I always see summer this way. Memorial Day. 4th of July. Labor Day. Beginning. Middle. End. And after July is over, I shift into high gear. "End-of-the-summer-on-the-horizon gear." Here in San Luis Obispo, California farmers market on Thursday night is a BIG DEAL. To be perfectly honest with ya, it's really not my thing. Oh, I love, adore and live for fresh produce, but this Thursday night gig is another animal. And ALOT of people love it. My husband John loves it. So does my brother Mark and his wife Julie. But it is crowded and tends to have a circus like flair. There are dancers and puppets, bands and ballerinas, singers and skateboard contests. I just want tomatoes and squash. But I just file this one under the "be a good sport category", smile and suck it up.
It takes place on Higuera Street and on every corner there is a BBQ. And the lines are LONG. I just don't like waiting for an hour to get a bbqed hot dog. I'll bbq mine in my own backyard. Thank you.

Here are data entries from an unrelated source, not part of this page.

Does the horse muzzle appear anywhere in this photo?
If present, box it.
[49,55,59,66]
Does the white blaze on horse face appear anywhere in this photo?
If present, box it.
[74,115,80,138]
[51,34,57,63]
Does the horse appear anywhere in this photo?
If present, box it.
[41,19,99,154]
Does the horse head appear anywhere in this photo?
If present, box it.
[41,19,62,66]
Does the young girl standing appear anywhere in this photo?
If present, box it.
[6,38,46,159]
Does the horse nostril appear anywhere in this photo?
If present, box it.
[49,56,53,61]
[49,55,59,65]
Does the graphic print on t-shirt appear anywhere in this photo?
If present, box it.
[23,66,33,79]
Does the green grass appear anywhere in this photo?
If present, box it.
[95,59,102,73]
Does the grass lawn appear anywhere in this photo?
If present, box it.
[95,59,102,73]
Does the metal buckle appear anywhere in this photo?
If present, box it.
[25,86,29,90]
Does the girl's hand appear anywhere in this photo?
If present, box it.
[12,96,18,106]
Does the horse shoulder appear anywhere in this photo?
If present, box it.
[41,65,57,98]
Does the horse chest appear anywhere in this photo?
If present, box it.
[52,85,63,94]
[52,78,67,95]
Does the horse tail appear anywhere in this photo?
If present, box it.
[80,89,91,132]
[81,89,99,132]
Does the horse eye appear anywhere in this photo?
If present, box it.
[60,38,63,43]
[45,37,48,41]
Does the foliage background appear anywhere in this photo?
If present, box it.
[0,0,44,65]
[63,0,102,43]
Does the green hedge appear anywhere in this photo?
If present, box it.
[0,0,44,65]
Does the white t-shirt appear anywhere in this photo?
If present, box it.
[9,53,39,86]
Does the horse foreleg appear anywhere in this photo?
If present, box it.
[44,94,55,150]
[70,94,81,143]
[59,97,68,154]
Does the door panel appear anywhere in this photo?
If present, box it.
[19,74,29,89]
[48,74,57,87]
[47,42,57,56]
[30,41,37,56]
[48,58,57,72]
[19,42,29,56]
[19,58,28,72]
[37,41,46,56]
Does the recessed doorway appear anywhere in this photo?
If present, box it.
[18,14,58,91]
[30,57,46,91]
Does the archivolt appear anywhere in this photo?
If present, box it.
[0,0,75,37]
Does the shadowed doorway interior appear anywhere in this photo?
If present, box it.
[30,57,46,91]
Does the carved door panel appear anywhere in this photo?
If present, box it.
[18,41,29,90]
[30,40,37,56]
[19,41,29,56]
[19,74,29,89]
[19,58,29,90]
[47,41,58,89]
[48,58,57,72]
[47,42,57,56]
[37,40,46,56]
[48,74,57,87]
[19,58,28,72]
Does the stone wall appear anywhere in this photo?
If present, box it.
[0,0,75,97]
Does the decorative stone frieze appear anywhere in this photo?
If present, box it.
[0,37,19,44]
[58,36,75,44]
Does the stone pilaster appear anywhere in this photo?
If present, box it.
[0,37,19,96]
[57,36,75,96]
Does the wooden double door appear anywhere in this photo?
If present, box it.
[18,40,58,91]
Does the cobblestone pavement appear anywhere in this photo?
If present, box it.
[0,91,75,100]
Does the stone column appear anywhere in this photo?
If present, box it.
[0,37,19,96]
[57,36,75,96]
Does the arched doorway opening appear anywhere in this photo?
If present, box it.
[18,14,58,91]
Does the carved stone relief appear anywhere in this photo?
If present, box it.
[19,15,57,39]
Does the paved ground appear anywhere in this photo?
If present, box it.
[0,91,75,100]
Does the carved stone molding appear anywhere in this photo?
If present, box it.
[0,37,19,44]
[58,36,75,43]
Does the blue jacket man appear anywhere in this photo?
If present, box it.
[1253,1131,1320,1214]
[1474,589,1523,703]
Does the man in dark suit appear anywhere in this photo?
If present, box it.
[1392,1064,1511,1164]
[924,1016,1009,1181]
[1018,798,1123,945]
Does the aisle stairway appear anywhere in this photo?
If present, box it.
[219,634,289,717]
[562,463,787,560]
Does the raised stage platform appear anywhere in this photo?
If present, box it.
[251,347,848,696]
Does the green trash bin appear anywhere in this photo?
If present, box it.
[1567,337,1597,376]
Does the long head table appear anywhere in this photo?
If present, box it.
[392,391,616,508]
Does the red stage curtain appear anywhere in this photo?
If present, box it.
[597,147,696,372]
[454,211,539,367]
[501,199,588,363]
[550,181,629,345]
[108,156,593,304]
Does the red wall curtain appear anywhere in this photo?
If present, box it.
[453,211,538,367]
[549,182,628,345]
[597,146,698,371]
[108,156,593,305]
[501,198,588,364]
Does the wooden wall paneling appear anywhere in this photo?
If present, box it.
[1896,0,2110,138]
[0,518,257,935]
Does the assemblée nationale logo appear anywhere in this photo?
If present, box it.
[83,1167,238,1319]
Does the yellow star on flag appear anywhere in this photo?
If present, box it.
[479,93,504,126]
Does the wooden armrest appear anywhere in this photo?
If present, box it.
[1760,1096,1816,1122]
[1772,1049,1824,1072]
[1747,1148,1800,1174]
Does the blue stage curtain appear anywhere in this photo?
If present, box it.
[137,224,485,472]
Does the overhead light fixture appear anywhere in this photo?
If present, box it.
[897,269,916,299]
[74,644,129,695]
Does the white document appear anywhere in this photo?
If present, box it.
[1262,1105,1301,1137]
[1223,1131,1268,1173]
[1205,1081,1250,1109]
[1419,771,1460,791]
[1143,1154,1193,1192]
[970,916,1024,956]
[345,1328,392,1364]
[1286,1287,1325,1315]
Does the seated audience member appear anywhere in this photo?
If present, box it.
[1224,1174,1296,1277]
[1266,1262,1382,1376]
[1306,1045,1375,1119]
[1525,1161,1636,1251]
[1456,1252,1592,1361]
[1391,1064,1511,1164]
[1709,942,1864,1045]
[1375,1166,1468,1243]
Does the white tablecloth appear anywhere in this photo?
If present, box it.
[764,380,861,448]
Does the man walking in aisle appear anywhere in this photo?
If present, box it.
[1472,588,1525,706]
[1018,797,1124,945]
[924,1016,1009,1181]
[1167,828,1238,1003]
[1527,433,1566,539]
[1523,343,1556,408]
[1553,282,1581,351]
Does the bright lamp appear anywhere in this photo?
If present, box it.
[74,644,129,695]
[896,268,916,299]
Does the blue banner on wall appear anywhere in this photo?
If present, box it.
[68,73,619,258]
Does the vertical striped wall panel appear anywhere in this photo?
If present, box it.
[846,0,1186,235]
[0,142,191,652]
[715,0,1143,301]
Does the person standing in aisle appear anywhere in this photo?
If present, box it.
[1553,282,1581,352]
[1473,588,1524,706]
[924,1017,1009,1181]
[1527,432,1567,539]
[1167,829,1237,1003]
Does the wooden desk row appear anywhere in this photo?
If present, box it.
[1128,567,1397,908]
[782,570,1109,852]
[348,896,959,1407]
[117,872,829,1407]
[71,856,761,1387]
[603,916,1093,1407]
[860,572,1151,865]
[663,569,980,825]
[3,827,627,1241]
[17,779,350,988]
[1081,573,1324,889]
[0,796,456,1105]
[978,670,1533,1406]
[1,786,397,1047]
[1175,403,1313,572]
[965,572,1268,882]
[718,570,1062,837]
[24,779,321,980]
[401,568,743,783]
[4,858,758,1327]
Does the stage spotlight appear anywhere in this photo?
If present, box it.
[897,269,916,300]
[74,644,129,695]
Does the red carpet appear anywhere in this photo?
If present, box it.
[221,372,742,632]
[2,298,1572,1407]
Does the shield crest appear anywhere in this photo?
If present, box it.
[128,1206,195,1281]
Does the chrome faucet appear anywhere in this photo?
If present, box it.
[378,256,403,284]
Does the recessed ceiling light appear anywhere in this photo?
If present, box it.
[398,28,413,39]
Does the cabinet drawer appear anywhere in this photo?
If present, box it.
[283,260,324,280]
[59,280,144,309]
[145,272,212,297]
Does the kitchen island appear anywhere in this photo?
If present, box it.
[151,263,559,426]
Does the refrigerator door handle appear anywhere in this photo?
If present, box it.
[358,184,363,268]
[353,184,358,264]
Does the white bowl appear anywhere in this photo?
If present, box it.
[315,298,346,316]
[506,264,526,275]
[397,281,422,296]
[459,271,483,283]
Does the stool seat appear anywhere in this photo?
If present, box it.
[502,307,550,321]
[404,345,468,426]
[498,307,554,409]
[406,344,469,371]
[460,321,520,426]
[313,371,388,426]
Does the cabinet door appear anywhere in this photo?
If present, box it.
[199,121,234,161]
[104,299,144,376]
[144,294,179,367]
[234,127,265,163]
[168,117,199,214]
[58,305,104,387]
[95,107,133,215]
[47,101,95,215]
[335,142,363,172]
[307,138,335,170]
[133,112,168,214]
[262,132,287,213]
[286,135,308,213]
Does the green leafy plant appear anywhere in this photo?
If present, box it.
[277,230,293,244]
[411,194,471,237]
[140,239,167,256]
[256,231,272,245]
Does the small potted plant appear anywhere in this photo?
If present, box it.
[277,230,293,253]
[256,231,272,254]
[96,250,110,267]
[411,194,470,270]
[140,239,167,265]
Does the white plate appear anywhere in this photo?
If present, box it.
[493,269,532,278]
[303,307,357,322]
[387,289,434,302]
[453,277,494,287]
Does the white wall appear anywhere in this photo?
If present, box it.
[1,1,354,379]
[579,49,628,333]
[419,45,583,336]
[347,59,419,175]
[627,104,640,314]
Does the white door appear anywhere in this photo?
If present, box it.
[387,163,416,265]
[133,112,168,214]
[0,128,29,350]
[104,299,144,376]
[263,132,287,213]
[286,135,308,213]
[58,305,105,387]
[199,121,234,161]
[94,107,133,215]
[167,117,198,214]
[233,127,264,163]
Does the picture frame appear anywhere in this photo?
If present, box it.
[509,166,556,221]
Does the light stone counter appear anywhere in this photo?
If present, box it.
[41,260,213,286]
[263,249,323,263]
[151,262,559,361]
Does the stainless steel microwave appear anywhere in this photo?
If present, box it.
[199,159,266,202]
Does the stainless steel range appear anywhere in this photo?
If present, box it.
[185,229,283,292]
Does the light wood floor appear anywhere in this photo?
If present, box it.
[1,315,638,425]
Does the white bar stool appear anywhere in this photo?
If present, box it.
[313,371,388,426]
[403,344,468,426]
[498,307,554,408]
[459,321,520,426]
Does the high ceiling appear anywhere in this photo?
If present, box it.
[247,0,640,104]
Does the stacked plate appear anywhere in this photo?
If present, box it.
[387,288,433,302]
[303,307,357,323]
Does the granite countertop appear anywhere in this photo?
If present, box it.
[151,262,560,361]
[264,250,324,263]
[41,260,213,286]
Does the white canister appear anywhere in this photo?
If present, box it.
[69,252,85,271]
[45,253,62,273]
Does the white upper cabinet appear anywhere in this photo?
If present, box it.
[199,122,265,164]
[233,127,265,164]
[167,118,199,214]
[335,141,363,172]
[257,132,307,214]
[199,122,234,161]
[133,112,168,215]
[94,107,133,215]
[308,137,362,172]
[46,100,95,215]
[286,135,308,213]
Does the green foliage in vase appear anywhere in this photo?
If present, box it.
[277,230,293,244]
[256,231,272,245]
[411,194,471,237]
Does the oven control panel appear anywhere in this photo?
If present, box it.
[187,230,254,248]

But I did score BIG in the "kinda pumpkin department". It's a squash really. Shaped like a pumpkin and colored black and orange. Halloween enough for me. I'll take whatever I can get at this stage of the game. I LOVE Halloween...and this was my first taste of the glory that is to come.
For me though, walking home on Garden Street was the best part. The moon was almost full, the sun had sank over the hills, and as we walked along Garden Street...all the houses had their porch lights on. Their windows glowed giving me a peek inside. I wondered what they had for dinner. Meatloaf or spaghetti? Pot roast or swiss steak? And what were they doing now? Sewing a quilt? Reading the newspaper? Watching Top Chef?
As we rounded Chorro Street and headed up Upham Street my pace quickened as we got closer to my garden gate. It's been a long time since we've come home in the dark.
the night will never stay, the night will still go by, though with a million stars you pin it to the sky; though you bind it with the blowing wind, and buckle it with the moon, the night will slip away like sorrow or a tune.